Any person carrying on business in Hong Kong is required to obtain a Business Registration Certificate from the Hong Kong tax authority (“IRD”) within one month from commencement of business. This is the primary source of information to the IRD in respect of new businesses. In Hong Kong, the principal forms of business are:
Sole Proprietorship
It is open for any individual to engage in business in his own right. Apart from the need to satisfy certain qualification requirements in certain professions the main legal matter is the need to register the business name and obtain a Business Registration Certificate.
Partnership
Partnerships are governed by the Partnership Ordinance and the Limited Partnership Ordinance, both of which are based upon the equivalent English Acts. If a Limited Partnership is formed the liability of some partners can be limited as long as they do not take part in the active management of the partnership.
Limited Liability Company
It is normal for a business based in Hong Kong to be carried on by a company incorporated in Hong Kong.

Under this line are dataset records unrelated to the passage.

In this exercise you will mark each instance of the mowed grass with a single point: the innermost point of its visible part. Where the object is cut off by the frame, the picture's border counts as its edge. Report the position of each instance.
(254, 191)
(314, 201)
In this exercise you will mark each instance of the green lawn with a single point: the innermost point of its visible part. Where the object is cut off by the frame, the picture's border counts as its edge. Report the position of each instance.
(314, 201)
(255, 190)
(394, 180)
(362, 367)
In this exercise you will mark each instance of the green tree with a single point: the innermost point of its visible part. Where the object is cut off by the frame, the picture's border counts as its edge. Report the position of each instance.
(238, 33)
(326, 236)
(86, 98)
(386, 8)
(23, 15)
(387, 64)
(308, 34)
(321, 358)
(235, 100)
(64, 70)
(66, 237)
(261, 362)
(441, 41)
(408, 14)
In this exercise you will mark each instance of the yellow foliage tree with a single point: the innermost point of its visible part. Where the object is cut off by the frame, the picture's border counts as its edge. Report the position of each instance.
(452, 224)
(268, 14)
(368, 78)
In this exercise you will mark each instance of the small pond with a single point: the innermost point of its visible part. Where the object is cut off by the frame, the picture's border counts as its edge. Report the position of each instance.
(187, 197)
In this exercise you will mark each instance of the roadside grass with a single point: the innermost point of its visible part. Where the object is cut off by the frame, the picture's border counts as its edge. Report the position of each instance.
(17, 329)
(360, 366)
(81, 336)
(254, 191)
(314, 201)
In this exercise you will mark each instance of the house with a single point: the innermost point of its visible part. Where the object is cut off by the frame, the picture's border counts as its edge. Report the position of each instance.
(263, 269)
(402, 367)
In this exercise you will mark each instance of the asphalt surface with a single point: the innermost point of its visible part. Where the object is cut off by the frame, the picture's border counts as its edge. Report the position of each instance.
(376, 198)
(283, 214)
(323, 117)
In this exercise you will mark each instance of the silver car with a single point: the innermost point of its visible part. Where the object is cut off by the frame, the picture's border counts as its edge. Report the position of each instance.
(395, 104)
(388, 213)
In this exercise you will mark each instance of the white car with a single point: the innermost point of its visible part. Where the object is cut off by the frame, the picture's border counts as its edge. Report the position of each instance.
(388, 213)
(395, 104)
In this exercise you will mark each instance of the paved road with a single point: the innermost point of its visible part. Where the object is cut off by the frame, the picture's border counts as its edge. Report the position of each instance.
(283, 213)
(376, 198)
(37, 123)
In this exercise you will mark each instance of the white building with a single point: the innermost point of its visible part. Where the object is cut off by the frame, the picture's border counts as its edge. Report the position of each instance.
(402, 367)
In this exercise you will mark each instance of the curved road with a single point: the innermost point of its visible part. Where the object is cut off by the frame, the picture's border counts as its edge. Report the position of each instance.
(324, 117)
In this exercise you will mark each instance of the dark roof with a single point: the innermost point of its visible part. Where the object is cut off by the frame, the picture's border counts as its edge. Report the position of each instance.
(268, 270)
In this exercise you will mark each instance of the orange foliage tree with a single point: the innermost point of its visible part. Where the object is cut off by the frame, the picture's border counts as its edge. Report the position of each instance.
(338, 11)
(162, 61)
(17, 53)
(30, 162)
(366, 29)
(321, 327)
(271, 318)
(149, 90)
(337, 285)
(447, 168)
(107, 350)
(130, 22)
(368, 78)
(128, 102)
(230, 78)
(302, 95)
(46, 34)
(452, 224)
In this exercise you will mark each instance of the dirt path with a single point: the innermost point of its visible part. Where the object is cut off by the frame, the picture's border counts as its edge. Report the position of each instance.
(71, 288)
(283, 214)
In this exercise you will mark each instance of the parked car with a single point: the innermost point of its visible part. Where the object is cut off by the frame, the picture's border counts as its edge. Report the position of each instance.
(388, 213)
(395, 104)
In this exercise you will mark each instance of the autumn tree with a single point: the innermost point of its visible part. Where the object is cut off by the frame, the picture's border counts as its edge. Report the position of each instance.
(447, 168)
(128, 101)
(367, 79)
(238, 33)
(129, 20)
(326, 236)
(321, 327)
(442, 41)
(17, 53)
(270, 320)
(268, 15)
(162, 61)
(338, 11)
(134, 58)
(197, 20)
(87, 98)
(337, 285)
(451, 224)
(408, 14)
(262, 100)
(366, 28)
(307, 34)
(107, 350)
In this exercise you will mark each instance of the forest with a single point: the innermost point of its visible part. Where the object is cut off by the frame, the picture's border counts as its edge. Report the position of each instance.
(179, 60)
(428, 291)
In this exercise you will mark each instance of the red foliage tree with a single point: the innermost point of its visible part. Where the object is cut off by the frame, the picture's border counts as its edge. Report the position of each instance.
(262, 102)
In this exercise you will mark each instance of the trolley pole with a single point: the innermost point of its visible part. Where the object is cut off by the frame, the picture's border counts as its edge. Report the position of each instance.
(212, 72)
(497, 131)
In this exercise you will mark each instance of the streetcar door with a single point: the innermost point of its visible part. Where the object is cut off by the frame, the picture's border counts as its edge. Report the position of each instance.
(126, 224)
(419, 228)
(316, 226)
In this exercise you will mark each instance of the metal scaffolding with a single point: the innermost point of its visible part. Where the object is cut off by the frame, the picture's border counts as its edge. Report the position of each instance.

A Hong Kong company requires a minimum of one director (with at least one director being natural person), one shareholder, a company secretary and a registered office. The director(s) and shareholder(s) can be a corporation or an individual of any nationality while the company secretary must be resident (for individual) or incorporated (for corporation) in Hong Kong and the registered office must be in Hong Kong.
Directors' Responsibilities - Company directors are responsible for ensuring that the company maintains proper books of account and for preparing financial statements which give a true and fair view, and have been prepared in compliance with the Hong Kong Companies Ordinance. The company’s books of account and other relevant records and related information are all important documents required by auditors for examination during the course of audit work.
Statutory Audit - Every company incorporated in Hong Kong must have its financial accounts audited by auditors registered under the Professional Accountants Ordinance (PAO) annually. For private companies, the audited accounts should be laid before shareholders at the annual general meeting (AGM), or should be sent to the shareholders (in case that the company is not required to hold AGM), within 9 months (6 months for other companies) after its financial year-end. There is no mandatory year-end date for Hong Kong companies, but 31 March and 31 December are the more common ones.
Branch or Representative Office of a Foreign Corporation
Under the Companies Ordinance, where a non-Hong Kong company has established a place of business in Hong Kong, it must register with the Companies Registry within one month. A branch of a foreign company is not a separate legal entity from the parent. A representative office of a foreign company cannot engage in profit-making activities.